Let $U$ be the open set in $\mathbb{R}^2$ consisting of all $x$ with $\|x\|<1$. Let $f(x,y)=1/(x^2+y^2)$ for $(x,y)\neq 0$. Determine whether $f$ is integrable over $U-0$ and over $\mathbb{R}^2-\bar{U}$; if so, evaluate.
This question has already been posted here integral over $U - 0 $ and $R^2 - \overline{U}$ without any solution.
I have thought to do the following: By change of polar coordinates we know that $r^2=x^2+y^2$ and if $g(r,\theta)=(r\cos\theta, r\sin\theta)$ is the diffeomorphism or change of variable, we have that $\det D_g(r,\theta)=r$, with which we will have that $\int_{U-0}\frac{1}{x^2+y^2}dxdy=\int_{0}^{2\pi}\int_{r\in (0,1]}\frac{1}{r^2}rdrd\theta=\int_{0}^{2\pi}\int_{r\in (0,1]}\frac{1}{r}drd\theta$ , and
$\int_{\mathbb{R}^2-\bar{U}}\frac{1}{x^2+y^2}dxdy=\int_{0}^{2\pi}\int_{1}^{\infty}\frac{1}{r^2}rdrd\theta=\int_{0}^{2\pi}\int_{1}^{\infty}\frac{1}{r}drd\theta=\int_{0}^{2\pi}(\infty-1)d\theta=\infty$.
I do not know what I can conclude from this, on the one hand I do not know how to calculate $\int_{0}^{2\pi}\int_{r\in (0,1]}rdrd\theta$ because $r\in (0,1]$ and on the other hand I do not know if the second integral if it results in infinite?
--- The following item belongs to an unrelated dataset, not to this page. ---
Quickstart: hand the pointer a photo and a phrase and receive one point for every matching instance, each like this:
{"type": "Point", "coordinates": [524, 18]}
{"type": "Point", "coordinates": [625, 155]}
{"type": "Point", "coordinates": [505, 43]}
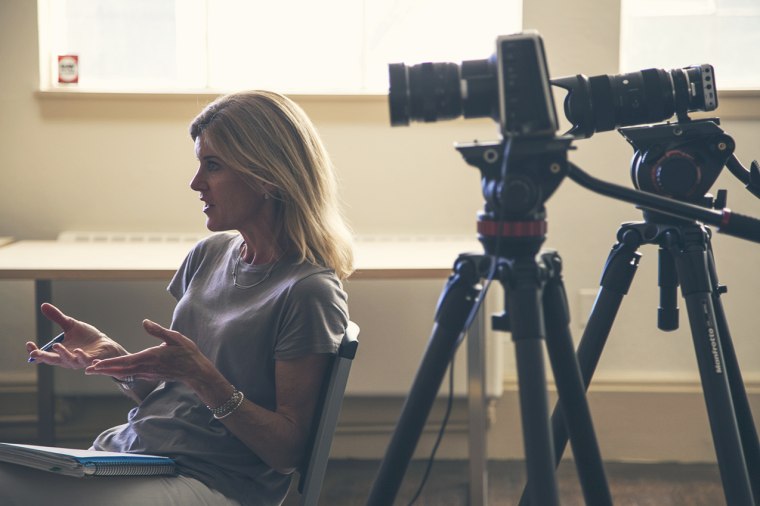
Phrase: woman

Could someone help me please?
Is this reasoning correct? Thank you.
If you want to have a rigorous reasoning you can compute the integrals : $$\int_{\epsilon \le x^2 + y^2 \le 1} f(x,y) \mathrm d x\mathrm d y$$ and $$\int_{1 \le x^2 + y^2 \le R} f(x,y) \mathrm d x\mathrm d y$$ and $\epsilon \to 0$, $R \to \infty$. To compute the above intergrals you can use the polar coordinates substitution and you have $$\int_{\epsilon \le x^2 + y^2 \le 1} f(x,y) \mathrm d x\mathrm d y = \int_{\sqrt \epsilon}^1 \int_0^{2\pi} \frac1r \mathrm dr \mathrm d \theta = -\pi \ln \epsilon \to_{\epsilon \to 0} \infty$$ and $$\int_{1 \le x^2 + y^2 \le R} f(x,y) \mathrm d x\mathrm d y = \int_1^\sqrt R\int_0^{2\pi} \frac1r \mathrm dr \mathrm d\theta = \pi \ln R \to_{R\to\infty} \infty$$ This proves that $f$ is not integrable on the two sets.